Sunday, September 30, 2012

Kaggle

Reading mathbabe's blog, I learnt about Kaggle. This is a site that provides data so that data analysts can put their techniques to work. This data is provided by institutions who are interested in having their data analyzed. Then, the data is analyzed in the form of a contest, and he who gets the best results by the time the competition ends, wins a prized paid by the data owner. This is best summarized by its Wikipedia's page:
  1. The competition host prepares the data and a description of the problem. Kaggle offers a consulting service which can help the host do this, as well as frame the competition, anonymize the data, and integrate the winning model into their operations.
  2. Participants experiment with different techniques and compete against each other to produce the best models.
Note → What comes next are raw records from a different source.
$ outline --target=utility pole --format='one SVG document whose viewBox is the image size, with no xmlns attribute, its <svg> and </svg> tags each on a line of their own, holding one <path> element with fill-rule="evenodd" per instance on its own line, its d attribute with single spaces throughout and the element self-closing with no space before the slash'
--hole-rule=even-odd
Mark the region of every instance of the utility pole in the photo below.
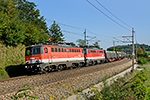
<svg viewBox="0 0 150 100">
<path fill-rule="evenodd" d="M 86 29 L 84 31 L 84 46 L 86 46 Z"/>
<path fill-rule="evenodd" d="M 137 59 L 137 41 L 136 41 L 136 59 Z"/>
<path fill-rule="evenodd" d="M 113 51 L 115 51 L 115 40 L 113 40 Z"/>
<path fill-rule="evenodd" d="M 134 70 L 134 28 L 132 28 L 132 71 Z"/>
</svg>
For most competitions, submissions are scored immediately (based on their predictive accuracy relative to a hidden solution file) and summarized on a live leaderboard.
  3. After the deadline passes, the competition host pays the prize money in exchange for "a worldwide, perpetual, irrevocable and royalty free license [...] to use the winning Entry", i.e. the algorithm, software and related intellectual property developed, which is "non-exclusive unless otherwise specifies


I have seen interesting designs and topics. It is, no doubt, a very interesting source and might even provide a good topic for a thesis, from the practical point of view. I have yet to study it more deeply.